Let's end on a happy note with some pretty good news - First, great tools are being developed right now(using AI, Machine Learning etc.,) that should be very beneficial in the pursuit of meaningful data storytelling, communication, and sharing. Products like the IPython Notebook, which enables data scientists to not only share code and results with nontechnical people but also to develop a narrative outlining their thought processes along the way, are being improved by the open source community. The medium-term objective would be to provide that non-technical person the opportunity to interact and experiment with the model in order to develop understanding and intuition. This will go a long way toward developing open communication with the firms.

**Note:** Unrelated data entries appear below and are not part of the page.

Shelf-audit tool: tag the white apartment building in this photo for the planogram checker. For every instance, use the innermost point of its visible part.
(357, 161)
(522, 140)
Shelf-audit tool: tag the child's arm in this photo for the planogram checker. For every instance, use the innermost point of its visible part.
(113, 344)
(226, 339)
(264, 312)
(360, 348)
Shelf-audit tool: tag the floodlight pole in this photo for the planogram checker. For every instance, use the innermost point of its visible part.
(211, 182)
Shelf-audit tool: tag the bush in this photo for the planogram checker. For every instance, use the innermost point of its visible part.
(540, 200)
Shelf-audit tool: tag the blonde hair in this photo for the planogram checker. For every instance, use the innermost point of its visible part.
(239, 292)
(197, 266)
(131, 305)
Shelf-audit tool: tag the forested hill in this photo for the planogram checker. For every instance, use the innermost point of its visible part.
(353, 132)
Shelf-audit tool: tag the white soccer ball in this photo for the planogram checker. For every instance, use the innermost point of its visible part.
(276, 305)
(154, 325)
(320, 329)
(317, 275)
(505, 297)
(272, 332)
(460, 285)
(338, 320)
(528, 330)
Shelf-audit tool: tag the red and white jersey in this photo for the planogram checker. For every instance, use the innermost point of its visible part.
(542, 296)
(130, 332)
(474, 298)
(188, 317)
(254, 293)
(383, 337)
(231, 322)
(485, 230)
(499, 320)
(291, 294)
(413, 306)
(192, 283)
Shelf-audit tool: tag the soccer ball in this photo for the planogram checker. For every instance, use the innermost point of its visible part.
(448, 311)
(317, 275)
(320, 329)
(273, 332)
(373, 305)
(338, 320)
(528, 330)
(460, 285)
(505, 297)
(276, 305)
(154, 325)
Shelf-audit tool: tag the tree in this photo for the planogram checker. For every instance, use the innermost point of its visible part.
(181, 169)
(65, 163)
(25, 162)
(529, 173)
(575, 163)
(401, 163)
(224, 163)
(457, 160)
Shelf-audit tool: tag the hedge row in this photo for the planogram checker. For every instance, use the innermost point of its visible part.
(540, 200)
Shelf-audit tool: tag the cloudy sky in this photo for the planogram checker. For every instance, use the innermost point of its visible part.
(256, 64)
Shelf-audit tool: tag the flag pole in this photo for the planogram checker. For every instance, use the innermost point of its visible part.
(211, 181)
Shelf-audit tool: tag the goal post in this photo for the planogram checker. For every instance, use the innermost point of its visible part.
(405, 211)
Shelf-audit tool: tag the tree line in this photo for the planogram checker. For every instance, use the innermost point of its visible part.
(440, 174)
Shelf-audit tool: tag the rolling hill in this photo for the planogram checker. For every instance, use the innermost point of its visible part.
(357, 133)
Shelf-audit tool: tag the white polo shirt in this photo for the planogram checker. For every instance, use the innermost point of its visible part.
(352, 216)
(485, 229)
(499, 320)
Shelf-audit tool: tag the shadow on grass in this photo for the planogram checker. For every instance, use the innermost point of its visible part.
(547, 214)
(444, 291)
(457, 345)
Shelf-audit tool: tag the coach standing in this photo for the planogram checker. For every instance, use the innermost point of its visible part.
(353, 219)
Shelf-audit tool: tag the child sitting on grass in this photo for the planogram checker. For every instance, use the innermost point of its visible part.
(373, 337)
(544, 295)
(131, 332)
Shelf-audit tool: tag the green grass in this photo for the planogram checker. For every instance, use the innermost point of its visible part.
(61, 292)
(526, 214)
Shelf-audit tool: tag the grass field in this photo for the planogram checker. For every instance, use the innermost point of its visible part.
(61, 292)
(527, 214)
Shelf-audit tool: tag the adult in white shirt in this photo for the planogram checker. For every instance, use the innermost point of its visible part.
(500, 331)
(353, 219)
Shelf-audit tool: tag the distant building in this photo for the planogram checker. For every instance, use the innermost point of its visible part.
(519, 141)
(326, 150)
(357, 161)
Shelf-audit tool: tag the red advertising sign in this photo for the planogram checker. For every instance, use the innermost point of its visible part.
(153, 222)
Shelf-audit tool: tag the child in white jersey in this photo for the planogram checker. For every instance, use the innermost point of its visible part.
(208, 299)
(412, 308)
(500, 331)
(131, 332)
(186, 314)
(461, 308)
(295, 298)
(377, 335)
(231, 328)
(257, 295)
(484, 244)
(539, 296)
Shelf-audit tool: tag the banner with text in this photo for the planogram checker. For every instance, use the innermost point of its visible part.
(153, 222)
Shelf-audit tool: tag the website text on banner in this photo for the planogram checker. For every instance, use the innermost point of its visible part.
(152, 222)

Second, data used properly is a powerful force for good, despite all the harm that improperly applied data may cause. Although using open data is not a magic bullet, we are seeing more and more examples of this with projects like DataKind and other organisations. Data is a tool, and like all tools, its effectiveness depends on how it is applied. Furthermore, whether a data application is good or poor doesn't even depend on whether the data was used incorrectly; bad guys can make excellent data analysis mistakes just like good guys (and most guys believe they are good guys). But if you cultivate a healthy scepticism, which is to say, a habit of mind to question and insist on understanding the reasoning behind the findings, you're more likely to utilise data successfully and comprehend how others are using it.